Reading single and multicard Roper ASCII polling datasets

Sam Petulla

2020-04-14

Introduction

This package simplifies the task of reading single and multicard datasets into R. By default, it loads the fixed-width ASCII files into R as dataframes.

The package assumes you have the following, from the polling codebook:

Example of a file read

A typical single card datafile can be parsed like this:

df <- read_rpr(col_positions=c(1,2,4),
               widths=c(1,2,1),
               col_names=c('V1','V2','V3'),
               filepath='data.txt')

read_rpr takes at least four arguments: col_positions, widths, col_names, and filepath.

Arguments to read_rpr for all datasets

col_positions

col_positions is a vector of integers where each unit should correspond to the location of the question you want to retrieve. So if you wish to retrieve a question at positions 10 and 18, your vector is: c(10,18).

widths

widths is a vector of integers where each unit should correspond to the width of the question you want to retreive. So if you wish to retrieve two questions of widths 1 and 2, your vector is: c(1,2).

col_names

col_names is a vector where each unit should correspond to the names you wish to assign to the columns that will be returned for each question you want to retreive. So if you wish to retrieve two questions and name them Q1 and Q13, then your vector is: c('Q1','Q13').

filepath

filepath needs can be a path to an ascii dataset or a dataset that has been read with read_lines and concatenated like this: cat(readr::read_lines('filepath.txt'))
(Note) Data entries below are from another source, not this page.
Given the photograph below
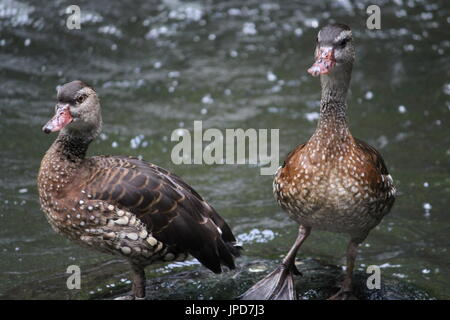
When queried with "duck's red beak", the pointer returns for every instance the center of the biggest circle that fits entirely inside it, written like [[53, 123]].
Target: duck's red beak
[[61, 119], [324, 61]]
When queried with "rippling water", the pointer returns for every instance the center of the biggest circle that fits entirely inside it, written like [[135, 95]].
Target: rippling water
[[160, 65]]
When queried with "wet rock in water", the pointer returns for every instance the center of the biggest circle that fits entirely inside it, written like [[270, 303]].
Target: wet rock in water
[[319, 281]]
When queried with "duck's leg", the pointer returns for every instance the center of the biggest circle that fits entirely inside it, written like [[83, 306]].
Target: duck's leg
[[138, 286], [279, 284], [346, 291]]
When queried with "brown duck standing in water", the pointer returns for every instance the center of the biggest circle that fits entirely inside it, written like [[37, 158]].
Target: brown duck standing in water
[[122, 205], [334, 181]]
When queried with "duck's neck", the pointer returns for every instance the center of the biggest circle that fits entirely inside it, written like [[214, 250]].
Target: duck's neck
[[70, 148], [333, 119], [61, 164]]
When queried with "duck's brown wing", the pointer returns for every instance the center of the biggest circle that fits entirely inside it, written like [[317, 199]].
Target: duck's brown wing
[[172, 210], [381, 178]]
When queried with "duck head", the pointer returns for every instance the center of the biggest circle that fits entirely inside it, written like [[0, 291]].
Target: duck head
[[77, 111], [334, 50]]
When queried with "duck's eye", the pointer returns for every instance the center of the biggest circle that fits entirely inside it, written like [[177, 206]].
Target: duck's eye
[[343, 42], [80, 99]]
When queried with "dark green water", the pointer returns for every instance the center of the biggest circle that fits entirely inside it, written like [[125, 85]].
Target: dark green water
[[158, 66]]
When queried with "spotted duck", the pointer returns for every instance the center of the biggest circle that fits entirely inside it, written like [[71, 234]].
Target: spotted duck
[[122, 205], [334, 181]]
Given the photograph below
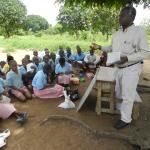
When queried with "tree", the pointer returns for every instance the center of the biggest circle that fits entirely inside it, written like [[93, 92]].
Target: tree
[[107, 3], [73, 19], [104, 20], [35, 23], [12, 14]]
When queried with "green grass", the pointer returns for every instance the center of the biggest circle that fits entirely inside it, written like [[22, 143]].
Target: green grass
[[49, 41], [52, 42]]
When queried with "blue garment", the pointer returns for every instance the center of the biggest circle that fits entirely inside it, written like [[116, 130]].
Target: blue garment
[[71, 57], [1, 85], [51, 63], [66, 69], [79, 57], [39, 67], [14, 79], [40, 80], [22, 70]]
Read_rpr for multicard datasets

A multicard dataset with two cards might be read like this:

df <- read_rpr(col_positions=c(1,2,4), 
               widths=c(1,2,1), 
               col_names=c('V1','V2','V3'), 
               filepath='data.txt', 
               card_read=1, 
               cards=2)

This would read the questions in the first card of the dataset at positions 1, 2 and 4.

card_read

card_read should be the card that you wish to read.

cards

cards should be equal to the total number of cards in the dataset.